Double-helix multilayered tribo-metamaterials (DH-MTMs) for self-powered wireless monitoring systems

Because of the rapid development of sensing technologies in recent years, marine health monitoring has been considered as a promising solution to accurately identify working conditions, monitor structural damages, or make rational assessments over the safety, durability, and suitability of marine structures. Advanced sensing technologies form the backbone of marine health monitoring. Triboelectric nanogenerators (TENGs) have received a wide range of attention because of their performance in continuously and accurately self-powered sensing in different fields. One of the recent research interests is to improve their sensing response based on the structural strategy of mechanical metamaterials (i.e., controlling mechanoelectrical characteristics by structural design of periodically microunits). Tribo-metamaterials have been reported as effective devices for energy harvesting and marine health monitoring. Owing to their well controllability, wide range of material selection, high sensitivity, and simple fabrication, tribo-metamaterials have particularly been proposed for monitoring ocean engineering structures.

The DH-MTMs are designed with the double-helix structures to increase the contact area for higher sensitivity and monitoring accuracy, which are particularly consisted of multiple composite layers, including the conductive layer fabricated by the PLA-CB and the dielectric layer by the TPU. Each helix component is fabricated using the all-in-one 3D printing technology with the 2 nozzles that extrude the conductive and dielectric materials at the same time. The scanning electron microscope (SEM) images of the PLA-CB material shows that the PLA material (blue) and the CB material (yellow) are well mixed together, which gives the PLA-CB unique conductive properties.

The DH-MTMs are integrated into the wireless monitoring system for water flow and wind turbine anchor chain monitoring. The wireless monitoring system consists of several modules such as sensors (DH-MTMs), data acquisition, MCU, wireless data transmission, and data visualization. The sensors module is composed of the DH-MTMs, which efficiently convert mechanical excitations into electronic response signals. We test the monitoring effect of the DH-MTMs with the water flow velocities of 0.1, 0.2, 0.3, and 0.4 m/s. With the increase in the water flow velocity, the monitoring results gradually increase and remain stable over a period of 120 s, which proves the suitability of the DH-MTMs for monitoring the water flow velocity. The monitoring testing is conducted under the wave heights of 0.05, 0.1, and 0.15 m, and the wave frequency is fixed as 1 Hz. The monitoring data of the DH-MTMs are increased with the increase in the wave height under the wave period of 60 s, which demonstrates the ability of the DH-MTMs for placement monitoring under the surface and underwater multienvironmental marine conditions.

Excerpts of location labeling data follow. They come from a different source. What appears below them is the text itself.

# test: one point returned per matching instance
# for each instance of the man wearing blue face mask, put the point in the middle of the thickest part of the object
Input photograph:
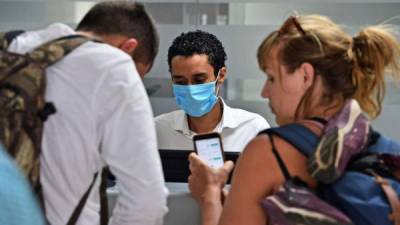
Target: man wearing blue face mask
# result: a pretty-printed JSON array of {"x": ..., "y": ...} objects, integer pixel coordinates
[{"x": 197, "y": 65}]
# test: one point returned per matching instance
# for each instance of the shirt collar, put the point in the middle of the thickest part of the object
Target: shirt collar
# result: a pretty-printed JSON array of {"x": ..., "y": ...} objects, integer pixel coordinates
[{"x": 180, "y": 123}]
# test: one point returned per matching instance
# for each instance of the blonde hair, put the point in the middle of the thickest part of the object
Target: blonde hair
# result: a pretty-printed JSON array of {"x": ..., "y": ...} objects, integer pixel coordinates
[{"x": 349, "y": 67}]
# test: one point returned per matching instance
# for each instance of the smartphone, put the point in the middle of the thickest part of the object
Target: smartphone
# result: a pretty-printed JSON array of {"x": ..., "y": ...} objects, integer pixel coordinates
[{"x": 209, "y": 148}]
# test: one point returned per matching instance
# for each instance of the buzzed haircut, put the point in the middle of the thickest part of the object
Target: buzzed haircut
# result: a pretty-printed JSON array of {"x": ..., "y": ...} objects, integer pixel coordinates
[
  {"x": 125, "y": 18},
  {"x": 197, "y": 43}
]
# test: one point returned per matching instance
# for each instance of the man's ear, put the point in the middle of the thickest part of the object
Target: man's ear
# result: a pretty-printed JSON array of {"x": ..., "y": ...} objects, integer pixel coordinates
[
  {"x": 222, "y": 75},
  {"x": 129, "y": 45},
  {"x": 308, "y": 74}
]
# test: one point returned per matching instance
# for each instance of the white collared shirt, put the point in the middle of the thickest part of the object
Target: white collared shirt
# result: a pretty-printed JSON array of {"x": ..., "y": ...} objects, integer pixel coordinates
[
  {"x": 237, "y": 127},
  {"x": 103, "y": 118}
]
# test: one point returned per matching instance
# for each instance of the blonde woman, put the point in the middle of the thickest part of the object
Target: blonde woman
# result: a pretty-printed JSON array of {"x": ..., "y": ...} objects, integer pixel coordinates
[{"x": 313, "y": 67}]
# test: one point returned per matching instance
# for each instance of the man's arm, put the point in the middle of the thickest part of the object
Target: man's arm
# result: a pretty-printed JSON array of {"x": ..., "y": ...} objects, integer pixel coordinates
[{"x": 129, "y": 147}]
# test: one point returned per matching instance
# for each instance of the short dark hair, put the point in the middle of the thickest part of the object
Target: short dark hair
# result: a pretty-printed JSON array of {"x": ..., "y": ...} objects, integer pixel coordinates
[
  {"x": 199, "y": 42},
  {"x": 125, "y": 18}
]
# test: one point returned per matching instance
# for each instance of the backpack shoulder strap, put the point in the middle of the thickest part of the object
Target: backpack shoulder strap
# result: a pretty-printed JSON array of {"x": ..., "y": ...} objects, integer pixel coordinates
[
  {"x": 298, "y": 136},
  {"x": 7, "y": 37},
  {"x": 52, "y": 51}
]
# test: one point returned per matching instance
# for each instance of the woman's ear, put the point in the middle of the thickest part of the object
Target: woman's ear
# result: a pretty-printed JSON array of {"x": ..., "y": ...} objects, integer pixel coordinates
[
  {"x": 308, "y": 74},
  {"x": 129, "y": 45}
]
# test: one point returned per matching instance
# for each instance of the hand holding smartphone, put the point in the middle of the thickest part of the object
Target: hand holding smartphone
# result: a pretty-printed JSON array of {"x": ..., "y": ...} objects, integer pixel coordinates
[{"x": 209, "y": 148}]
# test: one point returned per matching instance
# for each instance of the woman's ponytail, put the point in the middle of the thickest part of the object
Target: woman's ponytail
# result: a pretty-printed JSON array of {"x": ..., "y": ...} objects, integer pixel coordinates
[{"x": 375, "y": 51}]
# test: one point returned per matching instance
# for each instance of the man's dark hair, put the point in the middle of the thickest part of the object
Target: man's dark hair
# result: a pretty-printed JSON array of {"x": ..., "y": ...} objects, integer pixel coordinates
[
  {"x": 199, "y": 42},
  {"x": 125, "y": 18}
]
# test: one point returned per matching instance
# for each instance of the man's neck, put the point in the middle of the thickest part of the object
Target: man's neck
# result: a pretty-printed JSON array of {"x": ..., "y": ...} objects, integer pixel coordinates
[
  {"x": 208, "y": 122},
  {"x": 109, "y": 39}
]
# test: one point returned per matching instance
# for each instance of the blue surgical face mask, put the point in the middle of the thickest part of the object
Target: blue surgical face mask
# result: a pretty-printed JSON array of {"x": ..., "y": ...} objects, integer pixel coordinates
[{"x": 196, "y": 100}]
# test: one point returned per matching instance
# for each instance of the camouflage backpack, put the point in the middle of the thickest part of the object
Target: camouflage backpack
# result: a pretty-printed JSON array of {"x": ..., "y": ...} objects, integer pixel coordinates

This study presented the DH-MTMs fabricated by the all-in-one 3D printing for multienvironmentally self-powered wireless monitoring systems. The proposed DH-MTMs were tested under the cyclic motions in the horizontal direction, horizontal–vertical coupling, and circular direction, respectively, and the testing results showed that the DH-MTMs generated different signal responses under various test conditions. Comparing with the electrical characteristics under the horizontal vibration, the DH-MTMs were validated under the horizontal–vertical coupling vibration with the accuracy of up to 90%. Eventually, the DH-MTMs were integrated into the self-powered wireless monitoring system for monitoring water flow velocity and deformation of the underwater structure. Experimental results showed that the reported wireless monitoring systems accurately captured the displacement of underwater structures and the water flow with the velocity of less than 0.1 m/s. The monitoring accuracy can be improved in 3 aspects: improving the material conductivity, improving the printing accuracy, and improving the data acquisition and transmission frequency. This study provides new design guidelines for standardized preparation of triboelectric metamaterials for real-time monitoring of the multienvironmental marine conditions.